Yes, and the average savings rate for 2023, was 4 percent. So that represents one-third of MSSP savings revenue. We can envision ACPT as a concept being needed in the future. But they implemented it way too soon, and in a very crude way; not a lot of thought went into it. They took an MA number, USPCC, and said, we’ll take that number and use it raw for five years. It’s a problem.
More broadly, how do you see the MSSP evolving forward over the next few years?

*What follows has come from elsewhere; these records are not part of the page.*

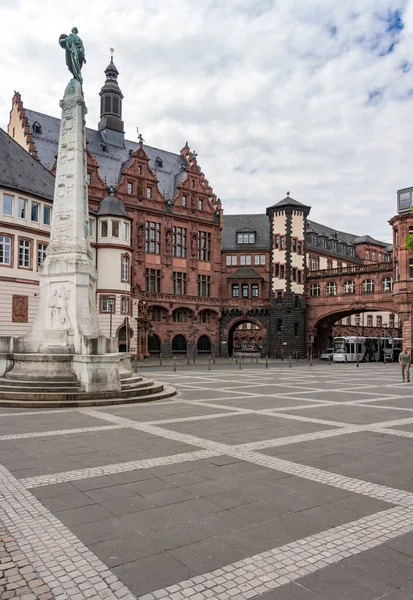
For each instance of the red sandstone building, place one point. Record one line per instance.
(177, 277)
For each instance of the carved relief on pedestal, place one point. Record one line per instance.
(58, 304)
(20, 309)
(63, 225)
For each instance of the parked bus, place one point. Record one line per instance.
(390, 348)
(368, 349)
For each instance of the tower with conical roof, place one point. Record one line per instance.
(111, 125)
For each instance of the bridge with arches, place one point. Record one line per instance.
(333, 294)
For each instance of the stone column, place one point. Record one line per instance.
(67, 320)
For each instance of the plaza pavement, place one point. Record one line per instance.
(276, 484)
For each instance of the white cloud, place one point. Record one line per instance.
(272, 95)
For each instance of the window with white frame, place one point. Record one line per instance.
(367, 287)
(7, 205)
(22, 211)
(41, 253)
(115, 228)
(350, 287)
(108, 303)
(5, 250)
(387, 284)
(331, 288)
(35, 212)
(47, 215)
(24, 254)
(125, 304)
(125, 267)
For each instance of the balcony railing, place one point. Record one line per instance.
(184, 299)
(351, 270)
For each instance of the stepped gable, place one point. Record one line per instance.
(169, 167)
(21, 171)
(238, 223)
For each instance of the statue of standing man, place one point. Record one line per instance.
(75, 53)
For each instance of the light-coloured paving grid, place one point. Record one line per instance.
(55, 552)
(268, 570)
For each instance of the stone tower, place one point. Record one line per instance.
(287, 332)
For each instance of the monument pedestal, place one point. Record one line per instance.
(64, 360)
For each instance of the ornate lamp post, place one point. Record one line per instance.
(111, 303)
(357, 319)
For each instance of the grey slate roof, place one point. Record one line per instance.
(288, 201)
(20, 171)
(114, 160)
(112, 206)
(233, 223)
(245, 273)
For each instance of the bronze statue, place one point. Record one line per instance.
(75, 53)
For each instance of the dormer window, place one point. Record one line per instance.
(246, 238)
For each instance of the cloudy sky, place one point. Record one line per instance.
(315, 97)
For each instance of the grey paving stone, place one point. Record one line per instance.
(67, 502)
(206, 555)
(386, 564)
(341, 582)
(292, 591)
(125, 549)
(403, 544)
(257, 512)
(176, 535)
(230, 499)
(100, 531)
(94, 483)
(169, 496)
(153, 572)
(84, 514)
(126, 506)
(52, 491)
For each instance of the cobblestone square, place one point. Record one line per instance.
(280, 483)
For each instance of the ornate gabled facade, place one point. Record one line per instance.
(174, 275)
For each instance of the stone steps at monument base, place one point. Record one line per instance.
(155, 391)
(68, 394)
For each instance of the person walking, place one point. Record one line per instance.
(404, 360)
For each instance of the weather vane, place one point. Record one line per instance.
(140, 136)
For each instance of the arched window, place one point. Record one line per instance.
(349, 287)
(331, 288)
(180, 315)
(315, 290)
(367, 287)
(204, 344)
(387, 284)
(179, 345)
(154, 343)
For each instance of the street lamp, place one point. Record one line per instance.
(111, 303)
(357, 319)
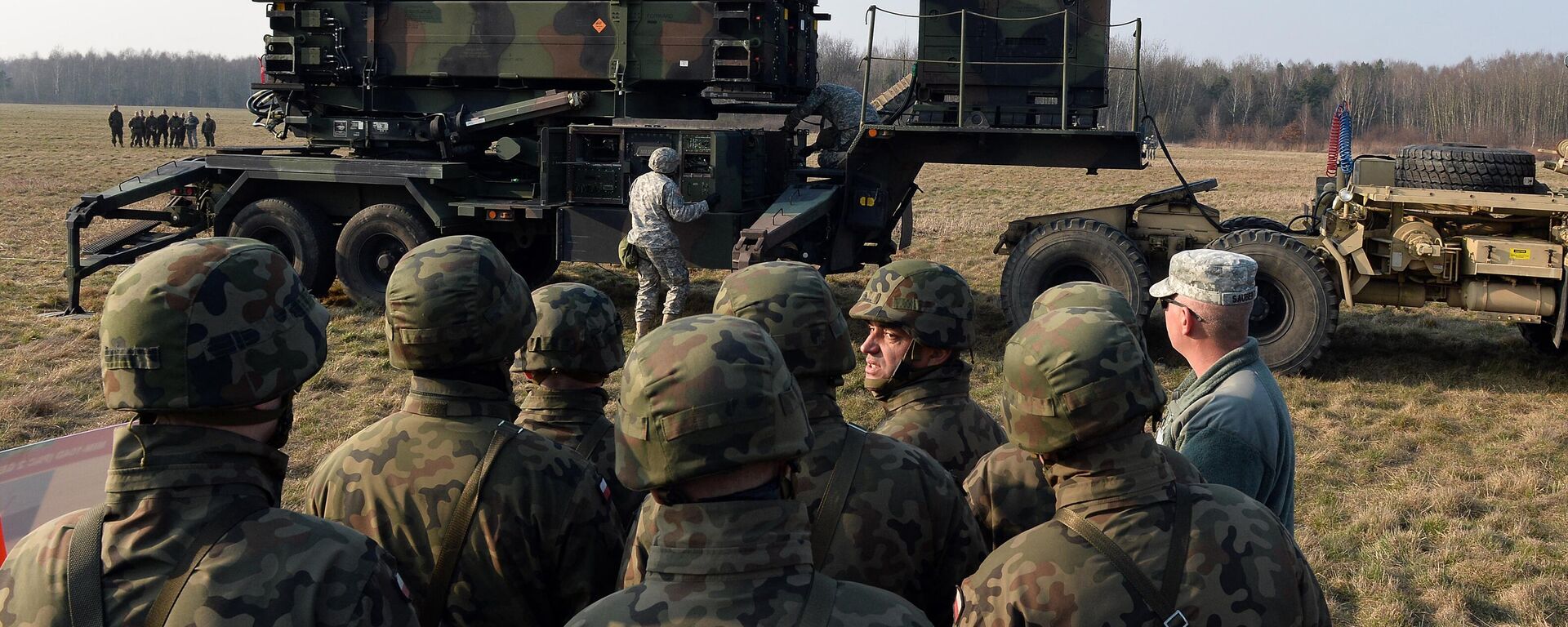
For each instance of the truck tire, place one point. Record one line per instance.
(1073, 250)
(1468, 168)
(1297, 306)
(371, 245)
(300, 233)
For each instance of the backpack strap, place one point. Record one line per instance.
(85, 569)
(826, 522)
(1160, 601)
(457, 531)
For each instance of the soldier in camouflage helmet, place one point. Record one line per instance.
(1007, 490)
(543, 541)
(901, 522)
(710, 424)
(921, 315)
(1079, 391)
(207, 342)
(572, 350)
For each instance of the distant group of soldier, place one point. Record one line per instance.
(162, 131)
(729, 488)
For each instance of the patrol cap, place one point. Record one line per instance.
(1075, 375)
(1209, 276)
(703, 395)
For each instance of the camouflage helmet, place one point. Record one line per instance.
(577, 331)
(664, 160)
(794, 305)
(929, 298)
(703, 395)
(455, 301)
(216, 323)
(1075, 375)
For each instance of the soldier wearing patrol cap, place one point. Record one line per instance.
(572, 350)
(883, 511)
(1129, 545)
(1007, 490)
(206, 342)
(921, 315)
(1228, 416)
(490, 522)
(710, 424)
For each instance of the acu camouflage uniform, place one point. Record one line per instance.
(930, 408)
(1078, 391)
(1007, 490)
(654, 202)
(543, 541)
(206, 330)
(579, 331)
(903, 526)
(707, 395)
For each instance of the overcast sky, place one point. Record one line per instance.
(1432, 32)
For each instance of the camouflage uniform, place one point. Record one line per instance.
(903, 529)
(707, 395)
(543, 541)
(841, 107)
(654, 202)
(579, 333)
(206, 331)
(1078, 391)
(930, 408)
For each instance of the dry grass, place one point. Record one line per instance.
(1429, 441)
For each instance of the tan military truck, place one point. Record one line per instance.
(1459, 225)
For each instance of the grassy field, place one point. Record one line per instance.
(1429, 442)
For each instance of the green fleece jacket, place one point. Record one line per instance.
(1235, 427)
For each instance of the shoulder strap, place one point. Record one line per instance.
(457, 531)
(819, 603)
(201, 545)
(1164, 601)
(85, 569)
(826, 522)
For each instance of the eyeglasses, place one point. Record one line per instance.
(1167, 301)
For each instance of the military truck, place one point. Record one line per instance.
(526, 122)
(1455, 225)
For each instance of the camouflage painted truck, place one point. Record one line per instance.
(528, 121)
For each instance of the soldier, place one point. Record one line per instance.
(1007, 488)
(840, 105)
(1078, 392)
(1228, 416)
(884, 513)
(661, 269)
(117, 127)
(572, 350)
(209, 129)
(207, 342)
(920, 315)
(710, 424)
(491, 524)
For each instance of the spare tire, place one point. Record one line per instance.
(1467, 168)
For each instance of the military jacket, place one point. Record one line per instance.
(737, 563)
(1009, 492)
(568, 417)
(274, 568)
(935, 414)
(905, 527)
(543, 543)
(1242, 568)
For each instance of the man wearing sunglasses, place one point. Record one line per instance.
(1228, 417)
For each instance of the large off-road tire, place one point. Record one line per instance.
(1073, 250)
(1468, 168)
(1297, 306)
(298, 231)
(371, 245)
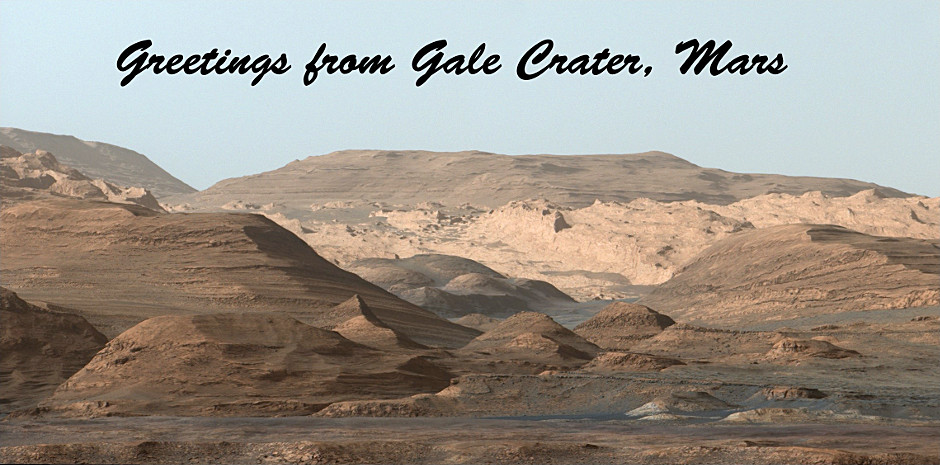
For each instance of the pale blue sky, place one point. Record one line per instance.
(860, 98)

I think the ACO REACH program was a CMMI innovation model—those models typically have a five-year shelf life. And what’s supposed to happen is that if elements of that model seem to be working, elements of it get included into the MSSP. So I do see the ACO REACH program sunsetting, but features like 100-percentupside/downside risk should be rolled into MSSP, or Pathways to Success. Right now, it has the basic and enhanced tracks. The basic track has 40-50 percent upside sharing, meaning if you get $100 of savings, the ACO gets $40-50 and the government keeps the rest. And very little downside; that’s the basic track. In the enhanced track, you get up to 75 percent of upside, the government keeps 25 percent. But if your costs go up, you owe the government 40 percent of that cost. What I hope will be a new track introduced into MSSP from ACO REACH, will be a full-risk track into MSSP, where you’re responsible for 100 percent of downside, but you get 100 percent upside as well.
What percentage of leaders would be interested in participating in that model?
I think half of the our Aledade ACOs might go for that, if it’s constructed well.
What would you say to those in the audience who have not yet entered in?
One of the points we made in the article is that you need simplifiers; this stuff is complicated. What I said about ACPT and tracks, it’s all complicated; and the analytics and data are complicated. That’s why we need simplifiers. We’d like to serve them with an easy button, and I need someone with the same incentives as mine. And I will trust them to my partner on this journey.